Werzi2001
Werzi2001

Reputation: 2135

Why does a SELECT wait for a lock?

In my application I have the problem that sometimes SELECT statements run into a java.sql.SQLException: Lock wait timeout exceeded; try restarting transaction exception. Sadly I can't create an example as the circumstances are very complex. So the question is just about general understanding.

A little bit of background information: I'm using MySQL (InnoDB) with READ_COMMITED isolation level.

Actually I don't understand how a SELECT can ever run into a lock timeout with that setup. I thought that a SELECT would never lock as it will just return the latest commited state (managed by MySQL). Anyway according to what is happening this seems to be wrong. So how is it really?

I already read this https://dev.mysql.com/doc/refman/8.0/en/innodb-locking.html but that didn't really give me a clue. No SELECT ... FOR UPDATE or something like that is used.

Upvotes: 1

Views: 4495

Answers (3)

Silva
Silva

Reputation: 1

If another process is updating the record and have not commit, your select READ_COMMITED will wait for that transaction to complete.

Upvotes: 0

Lukas
Lukas

Reputation: 451

To speed up queries in a DB, several transactions can be executed at the same time.
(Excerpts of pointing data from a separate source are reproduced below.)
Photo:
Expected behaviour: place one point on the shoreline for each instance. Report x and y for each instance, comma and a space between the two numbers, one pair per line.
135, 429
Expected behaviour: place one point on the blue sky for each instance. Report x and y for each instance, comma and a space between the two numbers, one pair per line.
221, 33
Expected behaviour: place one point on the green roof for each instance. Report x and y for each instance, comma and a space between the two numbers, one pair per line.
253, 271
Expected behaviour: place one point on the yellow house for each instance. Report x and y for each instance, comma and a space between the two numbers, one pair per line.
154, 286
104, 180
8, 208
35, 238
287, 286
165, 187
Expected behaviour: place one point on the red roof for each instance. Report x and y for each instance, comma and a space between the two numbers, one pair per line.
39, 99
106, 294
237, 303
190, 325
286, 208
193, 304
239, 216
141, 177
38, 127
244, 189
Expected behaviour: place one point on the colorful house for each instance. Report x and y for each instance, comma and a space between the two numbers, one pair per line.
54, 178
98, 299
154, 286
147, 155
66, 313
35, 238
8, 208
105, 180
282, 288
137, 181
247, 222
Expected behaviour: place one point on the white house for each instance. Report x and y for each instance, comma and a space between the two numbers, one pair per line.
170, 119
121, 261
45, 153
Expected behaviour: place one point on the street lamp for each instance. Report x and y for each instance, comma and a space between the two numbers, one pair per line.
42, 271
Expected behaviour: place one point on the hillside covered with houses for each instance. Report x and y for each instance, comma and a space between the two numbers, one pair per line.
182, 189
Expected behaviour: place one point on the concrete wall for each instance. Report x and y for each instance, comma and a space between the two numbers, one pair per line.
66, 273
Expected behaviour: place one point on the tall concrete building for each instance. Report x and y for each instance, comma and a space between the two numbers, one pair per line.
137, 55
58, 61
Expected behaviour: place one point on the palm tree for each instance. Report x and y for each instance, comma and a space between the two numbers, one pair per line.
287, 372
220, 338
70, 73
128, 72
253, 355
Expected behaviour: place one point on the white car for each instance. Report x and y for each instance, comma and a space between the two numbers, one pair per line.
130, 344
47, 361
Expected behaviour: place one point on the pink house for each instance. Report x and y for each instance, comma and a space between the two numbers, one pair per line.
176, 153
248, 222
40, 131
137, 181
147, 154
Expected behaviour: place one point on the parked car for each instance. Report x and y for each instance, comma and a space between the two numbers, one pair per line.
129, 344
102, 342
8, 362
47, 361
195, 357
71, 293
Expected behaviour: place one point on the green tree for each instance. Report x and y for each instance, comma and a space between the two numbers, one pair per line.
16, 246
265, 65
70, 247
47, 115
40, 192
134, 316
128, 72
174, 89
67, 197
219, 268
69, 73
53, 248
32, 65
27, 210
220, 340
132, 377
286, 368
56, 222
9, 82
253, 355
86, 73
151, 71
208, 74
For example if someone runs a select query over a table for the wages of the employees of a company (each employee identified by an id) and another one changes the last name of someone who e.g. has married, you can execute both queries at the same time because they don't interfere.

But in other cases even a SELECT statement might interfere with another statement.

To prevent unexpected results in a SQL transactions, transactions follow the ACID-model which stands for Atomicity, Consistency, Isolation and Durability (for further information read wikipedia).

Let's say transaction 1 starts to calculate something and then wants to write the results to table A. Before writing it it locks all SELECT statements to table A. Otherwise this would interfere with the Isolation requirement. Because if a transaction 2 would start while 1 is still writing, 2's results depend on where 1 has already written to and where not.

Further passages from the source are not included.